TRIBOLOGICAL PROPERTIES OF MATERIALS
The surface properties are among the crucial influences for tribological behavior in almost every application. For boundary and mixed lubrication this is quite obvious. However, for full film lubrication, less importance is placed to this point due to predominant relevance of fluid film parameters. However, fluid film formation also depends on solid-liquid interaction, thus also on surfaces and their physical and chemical interactions with lubricants. Wetting and surface energy are often used to describe these phenomena. However, in tribological studies these parameters are very simplified – and more typically – neglected. One of the reasons is that their influence on friction and wear is not yet well understood and that there exists no generally accepted model to encounter these phenomena in engineering design. Moreover, recent studies also show that contact angle does not represent properly the wetting behaviour, but instead, spreading parameter must be used, especially in spreading-wetting regime.

In this work, we present experimental and theoretical results of surface energy and wetting and their effects on friction of several engineering-relevant surfaces and liquids, such as steel, ceramics, DLC coatings, polymers and various base oils and water. We present significant differences in wetting behavior with water and different lubricating oils and the influence on tribological behavior depending on these properties for different contacts. The mechanism for the solid-liquid slip, which combines the wetting behaviour, surface energy and adsorption is also explained.

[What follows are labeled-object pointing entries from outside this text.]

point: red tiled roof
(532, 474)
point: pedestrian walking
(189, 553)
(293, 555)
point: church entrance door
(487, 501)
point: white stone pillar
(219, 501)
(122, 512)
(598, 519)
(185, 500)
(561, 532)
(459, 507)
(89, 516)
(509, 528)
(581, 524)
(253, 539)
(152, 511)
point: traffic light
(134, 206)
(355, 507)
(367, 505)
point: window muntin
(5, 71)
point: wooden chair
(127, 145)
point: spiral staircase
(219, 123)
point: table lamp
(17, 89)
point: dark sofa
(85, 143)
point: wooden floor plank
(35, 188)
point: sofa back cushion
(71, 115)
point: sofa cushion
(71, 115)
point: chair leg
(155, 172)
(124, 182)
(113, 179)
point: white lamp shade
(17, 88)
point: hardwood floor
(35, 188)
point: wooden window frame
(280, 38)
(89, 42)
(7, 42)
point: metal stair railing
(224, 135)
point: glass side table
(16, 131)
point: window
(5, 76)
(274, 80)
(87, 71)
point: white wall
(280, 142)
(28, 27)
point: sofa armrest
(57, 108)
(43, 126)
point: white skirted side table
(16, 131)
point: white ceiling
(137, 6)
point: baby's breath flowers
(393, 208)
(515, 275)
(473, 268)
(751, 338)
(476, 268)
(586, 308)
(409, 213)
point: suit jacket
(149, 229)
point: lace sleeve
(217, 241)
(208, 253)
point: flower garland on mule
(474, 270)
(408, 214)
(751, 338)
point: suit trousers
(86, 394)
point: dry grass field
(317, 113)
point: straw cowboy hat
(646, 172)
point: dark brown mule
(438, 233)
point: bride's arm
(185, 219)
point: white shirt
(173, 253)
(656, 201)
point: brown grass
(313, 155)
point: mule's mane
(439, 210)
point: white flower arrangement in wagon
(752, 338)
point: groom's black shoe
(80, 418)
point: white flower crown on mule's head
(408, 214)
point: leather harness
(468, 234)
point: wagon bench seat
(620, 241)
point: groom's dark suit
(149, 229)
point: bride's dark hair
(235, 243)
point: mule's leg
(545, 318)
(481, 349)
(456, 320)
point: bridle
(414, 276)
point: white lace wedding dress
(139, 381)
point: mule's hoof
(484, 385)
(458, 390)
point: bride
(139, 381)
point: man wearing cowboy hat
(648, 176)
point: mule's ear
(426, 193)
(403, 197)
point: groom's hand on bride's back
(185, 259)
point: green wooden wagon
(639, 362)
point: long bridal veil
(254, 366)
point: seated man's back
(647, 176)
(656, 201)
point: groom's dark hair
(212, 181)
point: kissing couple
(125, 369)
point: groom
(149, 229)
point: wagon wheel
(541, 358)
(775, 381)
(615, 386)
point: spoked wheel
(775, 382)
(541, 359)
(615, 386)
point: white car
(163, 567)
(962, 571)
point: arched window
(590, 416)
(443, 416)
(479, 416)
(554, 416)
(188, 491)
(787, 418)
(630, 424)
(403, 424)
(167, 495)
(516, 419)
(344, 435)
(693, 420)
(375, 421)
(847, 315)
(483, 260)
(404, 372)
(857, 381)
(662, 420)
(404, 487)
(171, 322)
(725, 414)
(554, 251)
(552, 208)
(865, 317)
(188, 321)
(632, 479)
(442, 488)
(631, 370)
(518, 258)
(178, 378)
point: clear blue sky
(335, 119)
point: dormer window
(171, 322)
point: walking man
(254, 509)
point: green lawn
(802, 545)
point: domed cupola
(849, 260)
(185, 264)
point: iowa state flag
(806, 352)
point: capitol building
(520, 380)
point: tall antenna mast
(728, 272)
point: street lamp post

Moreover, wetting behaviour also affects the tribochemical interactions at the interfaces. We present an example of DLC-lubricated interfaces and we discuss the adsorption mechanisms of alcohols and fatty acids on various DLC coatings, in correlation to wetting properties. In spite of a notable amount of studies about the reactivity between the diamond-like carbon (DLC) coatings and various oils and additives, fundamental chemical and physical effects of base oils and simple hydrocarbons, as well some isolated reactive functional groups were investigated only scarcely and only recently. The results show that DLC coatings are very sensitive toward different polar molecules and that by defining their and lubricant properties, these interfaces can be substantially improved and tailored for different functionalities.